ML Keystroke Biometrics Experiments

A configurable machine learning framework for cross-platform and cross-session user identification using keystroke biometrics.

Features

Configuration-driven experiments - Define all parameters in JSON config files
Multiple ML models - RandomForest, XGBoost, CatBoost, SVM, MLP, Naive Bayes, ExtraTrees, LightGBM, LogisticRegression, GradientBoosting, KNN
Cross-platform experiments - Train on one platform, test on another
Cross-session experiments - Train on session 1, test on session 2
GPU acceleration - Automatic CUDA support for XGBoost
Early stopping - Optimized training for gradient boosting models
Comprehensive metrics - Top-K accuracy, F1 scores, confusion matrices
Visual reports - HTML reports with interactive plots

Quick Start

Basic Usage

Add your dataset_path to the configuration, or override the dataset_path at the command line.

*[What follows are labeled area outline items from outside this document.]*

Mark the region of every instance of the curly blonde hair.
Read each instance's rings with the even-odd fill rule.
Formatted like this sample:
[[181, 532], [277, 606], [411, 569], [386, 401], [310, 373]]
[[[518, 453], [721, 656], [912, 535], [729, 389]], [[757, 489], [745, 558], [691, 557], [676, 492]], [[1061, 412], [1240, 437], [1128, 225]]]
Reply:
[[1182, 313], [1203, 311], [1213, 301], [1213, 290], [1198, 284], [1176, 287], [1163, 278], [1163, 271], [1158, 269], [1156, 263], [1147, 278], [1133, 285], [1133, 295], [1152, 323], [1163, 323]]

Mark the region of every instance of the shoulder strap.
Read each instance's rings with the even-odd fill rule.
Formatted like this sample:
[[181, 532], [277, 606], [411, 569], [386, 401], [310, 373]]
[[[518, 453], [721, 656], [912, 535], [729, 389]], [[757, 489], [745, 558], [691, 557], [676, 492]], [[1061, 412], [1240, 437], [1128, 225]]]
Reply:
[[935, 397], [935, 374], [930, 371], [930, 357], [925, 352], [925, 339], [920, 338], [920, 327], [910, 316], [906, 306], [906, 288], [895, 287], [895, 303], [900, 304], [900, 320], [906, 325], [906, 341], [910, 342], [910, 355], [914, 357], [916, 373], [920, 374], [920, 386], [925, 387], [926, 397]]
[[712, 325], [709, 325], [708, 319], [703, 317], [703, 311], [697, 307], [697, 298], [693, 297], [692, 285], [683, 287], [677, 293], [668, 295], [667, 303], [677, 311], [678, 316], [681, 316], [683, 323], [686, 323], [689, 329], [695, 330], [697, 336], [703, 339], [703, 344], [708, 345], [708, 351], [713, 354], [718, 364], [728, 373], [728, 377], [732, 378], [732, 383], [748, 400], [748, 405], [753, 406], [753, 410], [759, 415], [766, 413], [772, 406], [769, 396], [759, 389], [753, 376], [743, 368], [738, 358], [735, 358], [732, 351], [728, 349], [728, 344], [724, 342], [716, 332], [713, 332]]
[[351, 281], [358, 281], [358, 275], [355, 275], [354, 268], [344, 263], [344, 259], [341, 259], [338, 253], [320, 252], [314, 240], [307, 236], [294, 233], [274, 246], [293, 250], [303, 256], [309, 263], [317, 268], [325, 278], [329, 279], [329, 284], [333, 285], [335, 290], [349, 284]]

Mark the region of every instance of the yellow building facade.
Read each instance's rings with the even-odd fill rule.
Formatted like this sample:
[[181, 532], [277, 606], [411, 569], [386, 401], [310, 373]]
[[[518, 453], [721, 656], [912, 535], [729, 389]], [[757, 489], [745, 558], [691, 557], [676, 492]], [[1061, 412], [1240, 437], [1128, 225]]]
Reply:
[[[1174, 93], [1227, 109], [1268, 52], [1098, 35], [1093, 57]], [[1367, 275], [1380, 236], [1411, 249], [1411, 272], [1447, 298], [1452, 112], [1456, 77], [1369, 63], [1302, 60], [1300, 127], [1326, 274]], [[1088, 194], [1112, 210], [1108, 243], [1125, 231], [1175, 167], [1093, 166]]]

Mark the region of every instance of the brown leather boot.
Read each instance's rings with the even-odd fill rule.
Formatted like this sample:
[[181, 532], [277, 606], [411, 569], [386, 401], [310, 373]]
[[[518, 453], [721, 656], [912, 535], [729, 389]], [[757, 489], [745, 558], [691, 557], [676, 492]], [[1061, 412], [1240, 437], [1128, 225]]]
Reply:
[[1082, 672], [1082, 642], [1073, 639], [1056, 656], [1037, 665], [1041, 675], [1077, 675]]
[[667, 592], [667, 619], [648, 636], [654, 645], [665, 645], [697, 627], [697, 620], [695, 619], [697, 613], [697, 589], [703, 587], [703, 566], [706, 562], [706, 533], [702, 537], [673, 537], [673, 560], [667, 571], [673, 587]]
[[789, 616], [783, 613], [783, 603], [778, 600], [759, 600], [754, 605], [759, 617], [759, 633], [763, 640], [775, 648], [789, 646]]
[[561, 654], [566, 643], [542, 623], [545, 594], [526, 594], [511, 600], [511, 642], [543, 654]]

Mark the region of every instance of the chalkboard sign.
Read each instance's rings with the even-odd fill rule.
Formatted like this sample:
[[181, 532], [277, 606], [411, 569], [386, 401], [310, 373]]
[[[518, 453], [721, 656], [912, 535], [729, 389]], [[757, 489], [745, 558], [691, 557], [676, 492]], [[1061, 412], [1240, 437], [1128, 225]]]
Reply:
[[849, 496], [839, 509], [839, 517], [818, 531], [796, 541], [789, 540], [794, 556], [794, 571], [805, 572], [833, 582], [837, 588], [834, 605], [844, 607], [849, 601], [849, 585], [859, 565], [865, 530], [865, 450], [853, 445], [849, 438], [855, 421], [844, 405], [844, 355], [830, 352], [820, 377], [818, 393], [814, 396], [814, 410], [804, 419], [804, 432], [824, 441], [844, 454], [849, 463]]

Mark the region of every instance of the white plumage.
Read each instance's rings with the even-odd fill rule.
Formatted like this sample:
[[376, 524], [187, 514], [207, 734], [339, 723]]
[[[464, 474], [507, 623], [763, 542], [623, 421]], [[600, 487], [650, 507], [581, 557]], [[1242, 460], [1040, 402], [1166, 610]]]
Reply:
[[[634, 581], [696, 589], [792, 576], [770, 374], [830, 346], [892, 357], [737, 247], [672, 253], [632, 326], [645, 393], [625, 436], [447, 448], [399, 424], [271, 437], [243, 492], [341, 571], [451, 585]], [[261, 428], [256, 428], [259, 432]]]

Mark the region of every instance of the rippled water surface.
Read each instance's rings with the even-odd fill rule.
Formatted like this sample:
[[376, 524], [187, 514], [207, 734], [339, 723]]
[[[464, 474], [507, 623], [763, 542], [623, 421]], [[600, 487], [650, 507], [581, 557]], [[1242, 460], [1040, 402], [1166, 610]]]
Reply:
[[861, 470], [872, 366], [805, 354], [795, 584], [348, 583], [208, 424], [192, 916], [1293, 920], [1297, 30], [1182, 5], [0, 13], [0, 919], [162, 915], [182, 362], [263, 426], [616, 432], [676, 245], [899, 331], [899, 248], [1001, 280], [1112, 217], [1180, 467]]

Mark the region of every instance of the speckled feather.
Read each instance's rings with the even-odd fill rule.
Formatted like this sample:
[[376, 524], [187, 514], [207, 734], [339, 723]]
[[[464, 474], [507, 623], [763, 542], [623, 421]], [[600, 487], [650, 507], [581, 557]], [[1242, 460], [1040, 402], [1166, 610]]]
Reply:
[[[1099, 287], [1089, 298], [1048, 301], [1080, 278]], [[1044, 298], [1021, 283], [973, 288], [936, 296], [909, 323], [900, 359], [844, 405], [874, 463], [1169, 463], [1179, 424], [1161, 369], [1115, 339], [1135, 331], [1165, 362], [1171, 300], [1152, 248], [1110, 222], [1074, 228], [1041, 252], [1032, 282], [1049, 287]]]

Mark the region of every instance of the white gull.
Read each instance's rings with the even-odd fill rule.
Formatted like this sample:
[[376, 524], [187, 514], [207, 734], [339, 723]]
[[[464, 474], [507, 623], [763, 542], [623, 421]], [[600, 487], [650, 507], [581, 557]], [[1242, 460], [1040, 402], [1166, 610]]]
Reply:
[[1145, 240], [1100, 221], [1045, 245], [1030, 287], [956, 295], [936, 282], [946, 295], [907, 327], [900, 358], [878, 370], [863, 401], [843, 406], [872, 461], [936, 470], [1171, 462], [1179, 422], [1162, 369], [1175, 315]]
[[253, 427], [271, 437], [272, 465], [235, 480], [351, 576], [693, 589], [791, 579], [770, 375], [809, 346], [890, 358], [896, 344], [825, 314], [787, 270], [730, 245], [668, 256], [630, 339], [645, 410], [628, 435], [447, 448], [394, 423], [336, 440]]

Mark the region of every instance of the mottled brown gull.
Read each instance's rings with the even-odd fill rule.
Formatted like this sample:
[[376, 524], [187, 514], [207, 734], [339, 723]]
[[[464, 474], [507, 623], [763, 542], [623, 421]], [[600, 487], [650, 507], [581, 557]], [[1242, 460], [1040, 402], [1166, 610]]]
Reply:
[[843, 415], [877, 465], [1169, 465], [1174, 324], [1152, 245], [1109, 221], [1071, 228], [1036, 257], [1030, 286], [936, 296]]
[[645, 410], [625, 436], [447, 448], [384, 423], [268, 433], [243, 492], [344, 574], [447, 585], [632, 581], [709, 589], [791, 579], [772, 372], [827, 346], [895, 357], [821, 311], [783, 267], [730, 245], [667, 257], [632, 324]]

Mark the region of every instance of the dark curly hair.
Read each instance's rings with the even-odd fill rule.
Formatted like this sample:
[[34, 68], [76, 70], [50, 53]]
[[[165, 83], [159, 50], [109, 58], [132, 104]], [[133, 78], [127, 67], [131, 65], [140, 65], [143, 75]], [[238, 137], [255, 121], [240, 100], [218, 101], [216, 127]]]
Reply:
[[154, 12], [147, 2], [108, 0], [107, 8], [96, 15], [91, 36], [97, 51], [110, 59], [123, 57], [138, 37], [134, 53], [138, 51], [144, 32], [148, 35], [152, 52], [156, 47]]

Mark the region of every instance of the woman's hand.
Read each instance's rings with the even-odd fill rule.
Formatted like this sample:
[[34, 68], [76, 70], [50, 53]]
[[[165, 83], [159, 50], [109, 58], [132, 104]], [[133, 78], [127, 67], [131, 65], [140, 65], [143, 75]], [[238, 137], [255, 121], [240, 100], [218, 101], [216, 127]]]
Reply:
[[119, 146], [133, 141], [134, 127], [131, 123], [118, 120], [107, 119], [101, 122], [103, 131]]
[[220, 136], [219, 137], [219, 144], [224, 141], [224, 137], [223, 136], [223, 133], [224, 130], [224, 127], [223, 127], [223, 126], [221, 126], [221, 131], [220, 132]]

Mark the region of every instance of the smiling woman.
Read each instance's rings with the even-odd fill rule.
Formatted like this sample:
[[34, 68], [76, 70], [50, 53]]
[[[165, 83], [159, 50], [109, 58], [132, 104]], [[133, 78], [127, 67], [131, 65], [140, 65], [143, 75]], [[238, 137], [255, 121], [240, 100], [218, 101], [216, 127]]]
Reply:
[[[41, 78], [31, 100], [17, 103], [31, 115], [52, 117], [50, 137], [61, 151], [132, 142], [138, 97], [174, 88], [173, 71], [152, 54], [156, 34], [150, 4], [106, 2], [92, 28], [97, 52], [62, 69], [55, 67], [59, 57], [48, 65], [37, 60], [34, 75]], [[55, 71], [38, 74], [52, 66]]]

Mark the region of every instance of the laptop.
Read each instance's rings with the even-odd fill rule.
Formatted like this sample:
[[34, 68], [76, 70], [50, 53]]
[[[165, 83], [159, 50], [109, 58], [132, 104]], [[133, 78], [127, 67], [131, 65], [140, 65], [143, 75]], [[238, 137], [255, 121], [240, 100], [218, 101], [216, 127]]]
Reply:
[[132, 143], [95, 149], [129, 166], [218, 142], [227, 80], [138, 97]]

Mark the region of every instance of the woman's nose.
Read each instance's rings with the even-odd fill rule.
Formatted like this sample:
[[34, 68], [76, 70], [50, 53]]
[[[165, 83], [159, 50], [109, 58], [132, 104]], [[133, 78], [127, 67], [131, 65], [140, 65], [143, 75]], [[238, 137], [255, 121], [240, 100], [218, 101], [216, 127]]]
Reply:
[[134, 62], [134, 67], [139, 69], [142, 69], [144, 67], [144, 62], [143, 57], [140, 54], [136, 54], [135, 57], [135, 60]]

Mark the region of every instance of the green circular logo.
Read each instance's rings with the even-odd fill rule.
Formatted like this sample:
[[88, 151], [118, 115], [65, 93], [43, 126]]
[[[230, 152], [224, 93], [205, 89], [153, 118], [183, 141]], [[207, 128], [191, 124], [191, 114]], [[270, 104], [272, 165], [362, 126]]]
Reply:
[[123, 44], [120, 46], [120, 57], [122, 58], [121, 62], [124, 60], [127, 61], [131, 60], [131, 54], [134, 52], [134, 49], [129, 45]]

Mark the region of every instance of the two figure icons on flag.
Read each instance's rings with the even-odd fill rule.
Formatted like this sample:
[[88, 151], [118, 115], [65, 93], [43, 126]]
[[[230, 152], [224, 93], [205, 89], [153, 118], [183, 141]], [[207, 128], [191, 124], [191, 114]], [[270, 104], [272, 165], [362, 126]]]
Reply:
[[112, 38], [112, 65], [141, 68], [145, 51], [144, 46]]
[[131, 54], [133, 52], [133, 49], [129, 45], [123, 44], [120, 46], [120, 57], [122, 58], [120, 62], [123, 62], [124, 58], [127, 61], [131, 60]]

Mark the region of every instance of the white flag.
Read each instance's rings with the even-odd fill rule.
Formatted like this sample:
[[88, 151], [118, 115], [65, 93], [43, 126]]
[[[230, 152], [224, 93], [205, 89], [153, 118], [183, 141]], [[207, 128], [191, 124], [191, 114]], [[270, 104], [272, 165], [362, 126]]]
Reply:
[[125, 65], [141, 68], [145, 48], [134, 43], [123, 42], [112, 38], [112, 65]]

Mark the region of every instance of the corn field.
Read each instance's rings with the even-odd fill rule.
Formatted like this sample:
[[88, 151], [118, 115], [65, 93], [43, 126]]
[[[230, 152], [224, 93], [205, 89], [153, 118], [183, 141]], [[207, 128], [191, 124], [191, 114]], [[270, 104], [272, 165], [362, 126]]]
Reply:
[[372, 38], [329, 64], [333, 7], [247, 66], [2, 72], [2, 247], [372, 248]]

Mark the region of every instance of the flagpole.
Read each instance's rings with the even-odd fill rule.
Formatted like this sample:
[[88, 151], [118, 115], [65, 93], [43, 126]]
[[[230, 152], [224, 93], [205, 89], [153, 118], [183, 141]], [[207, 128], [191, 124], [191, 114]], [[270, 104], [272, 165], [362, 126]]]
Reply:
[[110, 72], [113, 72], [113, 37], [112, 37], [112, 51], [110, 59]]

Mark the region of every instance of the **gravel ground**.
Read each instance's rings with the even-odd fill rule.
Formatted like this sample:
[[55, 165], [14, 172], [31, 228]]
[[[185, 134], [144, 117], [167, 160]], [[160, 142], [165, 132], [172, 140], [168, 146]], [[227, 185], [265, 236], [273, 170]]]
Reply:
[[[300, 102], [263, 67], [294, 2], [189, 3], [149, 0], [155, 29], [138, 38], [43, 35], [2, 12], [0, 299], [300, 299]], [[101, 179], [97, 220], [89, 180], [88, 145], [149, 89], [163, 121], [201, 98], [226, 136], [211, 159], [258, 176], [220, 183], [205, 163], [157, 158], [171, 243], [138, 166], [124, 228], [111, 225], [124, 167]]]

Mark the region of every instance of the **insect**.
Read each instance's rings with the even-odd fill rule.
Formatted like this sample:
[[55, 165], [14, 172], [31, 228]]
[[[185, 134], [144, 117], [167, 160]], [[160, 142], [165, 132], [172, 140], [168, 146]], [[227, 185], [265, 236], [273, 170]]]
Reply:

# Add the dataset_path to the configuration. Use default config_full.json.
python ml_runner.py 

# Or, override dataset_path using -d option.  Use default config.
python ml_runner.py -d path/to/dataset.csv

Use your own config. I suggest making a copy of the config_full.json and modifying that rather than changing config_full.json (which could server as a template).

# Run with custom configuration (add your dataset to the config)
python ml_runner.py -c my_config.json

# Or, override dataset_path using -d option.
python ml_runner.py -c my_config.json -d path/to/dataset.csv

Use debug mode to run on a minimal set of model and hyperparameters. Uses config_debug.json by default. Use debug mode to test new models or code changes.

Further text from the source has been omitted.